05 JUL 2019 - 10 MINS

Time series analysis is known to be a particularly challenging area of data science. I would put this down to three key factors:

1. Datasets tend to be quite small. So given 10 years of weekly data for example, this boils down to only around 520 usable data points assuming the dataset is clean, well-structured and has no outlier/anomalies. From this we may need to accurately forecast a trend for the next quarter which is obviously a challenging task¹.
2. Following on from the previous point, the rate of global change is increasing. So although the historal data may suggest a certain trend, this may no longer be the case for the last 5 years. If we then try to analyse data from the last 5 years only, there may be too few data points to make any reliable predictions. An obvious example would be global climate temperature or global population growth.
3. Many factors affecting the response variable cannot be captured in the dataset. This is the case with most datasets and it is of course the job of the data scientist to engineer meaningful features to factor into the model. However, a lot of factors are circumstantial and can be near impossible to engineer e.g. factors affecting the bitcoin bubble prior to January 2018 or natural disasters which could cause an economy to collapse. New factors will also arise which were not meaningful in the context of the historical data.

With so many factors at play, data scientists need a very thorough understanding of a time-varying system to provide useful insights. As a result, clients prefer simpler, explainable model with some confidence interval then a complicated one. So although a machine learning algorithm might be better able to learn unusual trends and features, it is essentially a black-box in terms of what it has learned. A statistical model might be preferred.

Traditional time series forecasting techniques from the ARMA family of models, showcase their strengths when there are noticeable patterns in the data (i.e seasonality and stationarity trends). Information about such patterns can be used directly to create the model. However, when there is some known business trend/insight which cannot be inferred from the data, the intuition for sampling and fitting a model on a prior becomes far more evident, as the underlying trends can be Hence the need and increasing popularity of Bayesian modelling techniques.

Facebook has done a particularly good job at addressing this issue with their Prophet API. It uses a Markov Chain Monte Carlo (MCMC) sampling algorithm to fit and forecast time series data. It won’t go into the details of the algorithm here but will rather focus on the software engineers perspective of how usable the package is and how its performance compares to ARMA models and RNNs².

Facebook Prophet

Example: Temperature

The following example uses the Earth surface temperature dataset on Kaggle put together by the Berkeley Earth team.

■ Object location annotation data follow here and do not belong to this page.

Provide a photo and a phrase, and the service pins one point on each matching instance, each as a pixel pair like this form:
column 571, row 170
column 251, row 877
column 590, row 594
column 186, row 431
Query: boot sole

We rename columns to Prophet’s expected format. There need to be ‘ds’ and ‘y’ columns; ‘ds’ will be in a Pandas datestamp or Pandas timestamp format and ‘y’ will be the numeric feature we want to forecast.

uk_avg_temp = pd.read_csv(...)

# Convert date strings to datetime objects.
uk_avg_temp['dt'] = pd.to_datetime(uk_avg_temp.dt)

columns = {'dt': 'ds', 'AverageTemperature': 'y'}
uk_avg_temp.rename(columns=columns, inplace=True)

We perform the train-test split and can train the out-of-the-box model on the training data.

from fbprophet import Prophet

model = Prophet()
model.fit(train)

A dataframe needs to be initialised to hold the forecasted values. The default units of a period in Prophet are days. We can change this by setting the freq argument.

# Forecast intervals will be month wise, so we set the future 
# df to being in monthly units.
future = model.make_future_dataframe(periods=len(test), freq='M')
forecast = model.predict(future)

model.plot_components(forecast)

Prophet also produces an error bound under the yhat_lower and yhat_upper fields in the forecast dataframe. The expected forecast is under yhat.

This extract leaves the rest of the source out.